The Conservatives need to embrace a capitalism that serves young Britons
Michael Gove and Paul Marshall are paving a new direction for capitalism that the Conservatives would do well to follow, writes Adam Hawksbee
You don’t normally find big gatherings of right wingers in East London. But last week, the Alliance for Responsible Citizenship came to town. While the shock jocks and MAGA Republicans grabbed much of the attention, the two most powerful speeches were from a little-known hedge fund manager and a cabinet minister. Together, they pointed to a compelling way forward for Tory politics.
Paul Marshall, the multi-millionaire investor in Unherd and GB News, makes an unlikely critic of modern capitalism. Yet he delivered an excoriating case that markets today are held back by unchecked monopolies, regulatory capture, and corporate virtue-signalling. His vision for restoring growth to the British economy didn’t coalesce around the old familiar playbook of tax cuts and a smaller state, but a modern mission to take on entrenched interests and increase dynamism. Corporatism has led to a “crisis of legitimacy”, he argued. His mission was to restore faith in capitalism.
Michael Gove took to the stage with a similar call to arms. He spoke of an unholy alliance between the self-serving privileged and the corrosive “resentment industry”. Asset managers starve utility companies of investment while some homeowners block new infrastructure in their patch – the result is constrained productivity and polluted rivers. Gove argued for “the Promethean spirit that grabs fire from the gods, and the Rabbinical sense of obligation to our culture”, rebuffing both stagnation and individualism. The key to tackling resentment isn’t by pandering to simplistic narratives, but creating a better form of capitalism.

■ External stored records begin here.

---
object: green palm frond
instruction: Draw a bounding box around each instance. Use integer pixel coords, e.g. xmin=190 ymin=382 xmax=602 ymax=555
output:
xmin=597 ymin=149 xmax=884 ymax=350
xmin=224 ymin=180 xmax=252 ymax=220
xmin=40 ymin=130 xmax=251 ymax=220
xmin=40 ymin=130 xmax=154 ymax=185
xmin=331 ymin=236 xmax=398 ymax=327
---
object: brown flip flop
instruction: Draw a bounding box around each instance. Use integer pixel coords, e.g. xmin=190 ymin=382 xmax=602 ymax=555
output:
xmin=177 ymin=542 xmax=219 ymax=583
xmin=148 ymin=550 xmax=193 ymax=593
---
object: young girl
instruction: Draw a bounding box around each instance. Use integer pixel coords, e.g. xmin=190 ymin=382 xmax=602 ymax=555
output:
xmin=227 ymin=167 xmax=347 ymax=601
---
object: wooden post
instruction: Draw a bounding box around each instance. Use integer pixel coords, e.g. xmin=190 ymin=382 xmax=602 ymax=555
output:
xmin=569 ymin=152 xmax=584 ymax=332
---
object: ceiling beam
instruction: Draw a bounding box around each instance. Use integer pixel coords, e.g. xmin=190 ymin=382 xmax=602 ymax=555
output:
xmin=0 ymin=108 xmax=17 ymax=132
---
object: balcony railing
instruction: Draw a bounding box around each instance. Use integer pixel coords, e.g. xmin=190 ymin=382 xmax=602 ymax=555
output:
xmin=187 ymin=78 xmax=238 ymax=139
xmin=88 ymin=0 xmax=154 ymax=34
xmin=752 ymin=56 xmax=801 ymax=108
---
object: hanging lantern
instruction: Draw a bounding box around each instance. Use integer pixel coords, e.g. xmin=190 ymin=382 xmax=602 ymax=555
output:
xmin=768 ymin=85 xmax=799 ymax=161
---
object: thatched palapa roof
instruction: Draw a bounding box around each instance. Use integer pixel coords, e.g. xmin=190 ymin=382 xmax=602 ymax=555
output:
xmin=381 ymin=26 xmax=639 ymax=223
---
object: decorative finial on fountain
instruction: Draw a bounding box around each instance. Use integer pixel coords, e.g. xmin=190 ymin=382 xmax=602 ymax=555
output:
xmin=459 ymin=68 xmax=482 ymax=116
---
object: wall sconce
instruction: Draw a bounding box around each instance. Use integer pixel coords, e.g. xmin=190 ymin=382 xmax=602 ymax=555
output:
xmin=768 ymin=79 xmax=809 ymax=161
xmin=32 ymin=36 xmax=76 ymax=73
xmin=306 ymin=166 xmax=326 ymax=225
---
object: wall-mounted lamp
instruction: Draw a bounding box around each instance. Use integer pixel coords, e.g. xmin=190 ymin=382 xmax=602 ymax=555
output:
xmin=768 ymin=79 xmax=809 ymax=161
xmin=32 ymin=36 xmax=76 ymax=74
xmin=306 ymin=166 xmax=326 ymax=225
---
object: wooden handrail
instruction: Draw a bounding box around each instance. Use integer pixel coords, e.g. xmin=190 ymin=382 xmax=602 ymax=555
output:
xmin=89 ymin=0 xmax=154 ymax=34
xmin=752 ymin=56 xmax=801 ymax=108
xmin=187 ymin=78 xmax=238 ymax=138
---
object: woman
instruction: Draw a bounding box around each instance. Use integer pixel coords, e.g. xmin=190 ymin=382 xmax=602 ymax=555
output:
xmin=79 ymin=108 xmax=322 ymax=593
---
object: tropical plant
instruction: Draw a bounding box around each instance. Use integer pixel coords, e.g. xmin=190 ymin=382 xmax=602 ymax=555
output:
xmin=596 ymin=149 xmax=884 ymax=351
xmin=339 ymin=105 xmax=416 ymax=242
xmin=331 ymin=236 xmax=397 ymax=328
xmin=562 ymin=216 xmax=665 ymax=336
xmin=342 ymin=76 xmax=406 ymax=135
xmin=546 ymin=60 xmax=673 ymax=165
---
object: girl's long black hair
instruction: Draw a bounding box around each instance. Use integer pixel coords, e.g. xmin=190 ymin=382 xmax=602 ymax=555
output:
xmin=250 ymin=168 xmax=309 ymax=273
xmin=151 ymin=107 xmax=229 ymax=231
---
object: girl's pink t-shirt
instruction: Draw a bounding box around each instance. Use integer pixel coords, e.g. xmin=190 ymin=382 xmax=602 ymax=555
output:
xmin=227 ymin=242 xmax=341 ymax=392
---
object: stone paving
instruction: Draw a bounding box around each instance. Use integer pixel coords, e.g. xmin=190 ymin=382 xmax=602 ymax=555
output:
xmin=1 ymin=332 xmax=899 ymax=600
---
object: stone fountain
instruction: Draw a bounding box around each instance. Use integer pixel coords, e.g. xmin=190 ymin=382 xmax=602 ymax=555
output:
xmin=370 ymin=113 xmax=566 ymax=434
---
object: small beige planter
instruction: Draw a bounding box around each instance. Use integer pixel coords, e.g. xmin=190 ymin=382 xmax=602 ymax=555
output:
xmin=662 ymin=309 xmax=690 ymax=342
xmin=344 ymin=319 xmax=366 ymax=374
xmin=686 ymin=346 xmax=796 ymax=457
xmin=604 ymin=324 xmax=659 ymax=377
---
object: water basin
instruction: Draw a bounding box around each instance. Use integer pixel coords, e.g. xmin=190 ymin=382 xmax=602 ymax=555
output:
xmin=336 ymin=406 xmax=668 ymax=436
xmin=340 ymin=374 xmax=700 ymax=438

We have heard some of this before. Vote Leave’s Brexit campaign was littered with criticisms of unaccountable and distant elites, and more recently, there’s been discussion of a “New Elite” wielding control in the media, business, and politics. But these cultural criticisms have rarely been paired with a powerful economic critique that chimed with a public hammered by cost of living pressures. Liz Truss lambasted the “Anti-Growth Coalition”, but her analysis and policy ideas were characteristically shallow. More recently, Nick Timothy and Gavin Rice have begun to sketch a centre-right vision that unites these cultural and economic critiques in Onward’s Future of Conservatism project.
What was striking about both Marshall and Gove’s arguments is their focus on the young. The real victims of crony capitalism, they claimed, are those who had been least able to accumulate capital, particularly in the form of housing. In Canada, the centre-right opposition leader Pierre Poilievre is deploying this argument to devastating effect. His criticism of “gatekeepers” that block new houses has secured him 40 per cent support among under-30s – an unthinkable level for Britain’s Conservative party.
The government might struggle to harness the power of this argument against entrenched interest and economic elites. It is difficult, though not impossible, to run an insurgency as an incumbent. The prime minister is not necessarily the most natural figurehead for such a campaign. And if the ARC conference suggested a positive way forward for the Conservatives, it was also a stark reminder of potential pitfalls. Other speakers offered reheated libertarianism or pro-Trump platitudes, and the event was infused with public displays of religion that felt out of step with today’s Britain. If the Conservative party chooses to go the way of Jordan Peterson or Christian rap, it is in trouble.
Both Marshall and Gove couched their arguments in the economics of Joseph Schumpeter, who argued that over time interest groups form within capitalism that seek to unpick it. They could just as easily have cited Mancur Olson, a prescient professor who predicted the rise of “distributional coalitions” in developed economies that protect the status quo and undermine growth. Alarmingly, Olson’s book was titled “The Rise and Decline of Nations”. It should be required reading for anyone trying to understand the UK’s productivity problem.
Paul Marshall ended his speech with a call for “a new Teddy Roosevelt — someone who is prepared to take on the vested interest, to rid the business world of cronyism, regulatory capture, and false virtue.” The analysis is accurate, the problem urgent, the symptoms all around us. But when, and from where, will the answer to his call emerge?